January 05, 2007

Does anyone of you ever felt like you need to shit and so went into the toilet, squat(or sit) down, twitch your butt muscles and then end up not shitting at all?

Well I just experienced it... and several times in the past. Quite funny. Wonder whats that all about. Am I being fooled by my body or what? There really is this tangible and realistic urge to excrete but when I get yourself ready to detox, my manure seems to be denied entry into my rectum by my large intestine. Sorta like stuck half way up there.

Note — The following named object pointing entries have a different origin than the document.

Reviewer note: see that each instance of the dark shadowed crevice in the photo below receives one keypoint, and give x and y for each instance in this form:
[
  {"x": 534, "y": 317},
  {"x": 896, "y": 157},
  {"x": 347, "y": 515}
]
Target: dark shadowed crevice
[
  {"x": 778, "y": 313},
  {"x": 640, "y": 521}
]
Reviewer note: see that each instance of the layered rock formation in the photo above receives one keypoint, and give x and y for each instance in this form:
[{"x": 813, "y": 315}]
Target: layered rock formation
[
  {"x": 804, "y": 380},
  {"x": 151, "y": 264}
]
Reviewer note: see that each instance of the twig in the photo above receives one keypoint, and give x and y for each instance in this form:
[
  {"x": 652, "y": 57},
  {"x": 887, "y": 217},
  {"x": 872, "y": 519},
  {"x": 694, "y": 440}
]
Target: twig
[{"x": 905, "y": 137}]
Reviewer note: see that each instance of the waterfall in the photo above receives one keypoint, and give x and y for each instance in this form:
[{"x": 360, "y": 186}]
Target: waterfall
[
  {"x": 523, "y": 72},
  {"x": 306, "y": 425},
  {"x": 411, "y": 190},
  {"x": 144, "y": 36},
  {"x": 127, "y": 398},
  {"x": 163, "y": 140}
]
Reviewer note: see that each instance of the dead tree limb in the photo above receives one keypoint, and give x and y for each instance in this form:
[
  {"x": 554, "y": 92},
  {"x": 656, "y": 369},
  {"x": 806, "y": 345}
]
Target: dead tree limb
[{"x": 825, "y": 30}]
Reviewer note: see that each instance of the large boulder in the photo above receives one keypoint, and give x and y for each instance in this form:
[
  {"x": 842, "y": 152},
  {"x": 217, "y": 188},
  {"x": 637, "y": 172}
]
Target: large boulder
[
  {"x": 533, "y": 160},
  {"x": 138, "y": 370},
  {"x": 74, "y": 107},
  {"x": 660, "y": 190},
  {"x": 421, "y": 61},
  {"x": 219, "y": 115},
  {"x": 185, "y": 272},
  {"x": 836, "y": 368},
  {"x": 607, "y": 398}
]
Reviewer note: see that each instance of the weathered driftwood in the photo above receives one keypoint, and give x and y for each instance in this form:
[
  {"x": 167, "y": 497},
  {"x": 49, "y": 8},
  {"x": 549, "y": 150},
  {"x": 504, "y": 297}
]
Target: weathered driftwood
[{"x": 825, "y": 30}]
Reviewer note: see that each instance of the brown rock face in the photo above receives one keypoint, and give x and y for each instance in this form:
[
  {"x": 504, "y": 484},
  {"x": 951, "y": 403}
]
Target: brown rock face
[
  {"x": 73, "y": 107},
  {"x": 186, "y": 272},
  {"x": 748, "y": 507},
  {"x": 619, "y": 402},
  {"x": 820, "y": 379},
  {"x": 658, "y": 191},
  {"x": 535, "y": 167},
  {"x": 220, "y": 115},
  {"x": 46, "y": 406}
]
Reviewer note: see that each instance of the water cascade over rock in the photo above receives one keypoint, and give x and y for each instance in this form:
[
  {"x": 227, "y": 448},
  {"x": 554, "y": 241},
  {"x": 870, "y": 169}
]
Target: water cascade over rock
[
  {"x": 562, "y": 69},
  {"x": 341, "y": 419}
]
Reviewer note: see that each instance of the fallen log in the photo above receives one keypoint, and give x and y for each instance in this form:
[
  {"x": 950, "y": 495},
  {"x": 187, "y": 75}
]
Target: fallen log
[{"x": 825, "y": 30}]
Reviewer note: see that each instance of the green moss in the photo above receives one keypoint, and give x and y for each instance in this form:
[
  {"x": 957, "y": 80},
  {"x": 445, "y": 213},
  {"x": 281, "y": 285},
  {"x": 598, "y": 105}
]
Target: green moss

Beware! The MIRACLE of life!

Thank goodness there is no feeling that something is being sucked or pushed back into my stomach >.<

Went to gym with Ted today and it has been quite awhile since my last visit. I believe I shrunk in size. Was quite disappointed about it because I want to have a nice body to compensate my cannot-make-it face. (Unlike someone whose worrying all day long about getting bigger...)
In fact, I think I NEED a nice body. I simply NEED that balance.

Perhaps I shall start wearing NEW BALANCE shoes.

After that, went into the toilet with Ted and being the cheapskate person that I am, I decided to take a bathe since it will help me conserve my water bills at home. Ted waited for me to finish bathing. Such a nice guy isnt him? AS IF.
We argued whether should we go MS(my stand) to pool or Clementi(his stand) to pool(the gym was at Clementi). No adequate agreements could be made between both of us and so we decided to get Mr. Commando-cum-Alibaba to break the stalemate. In the end, the ardent supporter of The Great Motherland won the argument with the support of Tsar Ra's Guy and we headed for MS to pool.

While waiting for the bus with the Chick Watcher, Ted suddenly remembered that he had an appointment with his friend. But being the nice and considerate guy that he is, Ted decided to pool with us instead and PS-ed his friend. Thanks TED!

Alfonsus and me impressed Ted during pool; we showed him, on many occasions, how to miss
a ball that was set perfectly straight infront of a pocket. I also presented my ever-elusive ball-jumps-out-the-table(this is, by no means, related to buddha-jumps-over-the-wall) technique. I guess it was an eye-opener for him. He probably saw two of the worst poolers around in the history of mankind today. Well, sorry Ted. I already told you my pool skills are abysmal. If you read my previous post carefully, you would have known... Ted, lets play again when I get better.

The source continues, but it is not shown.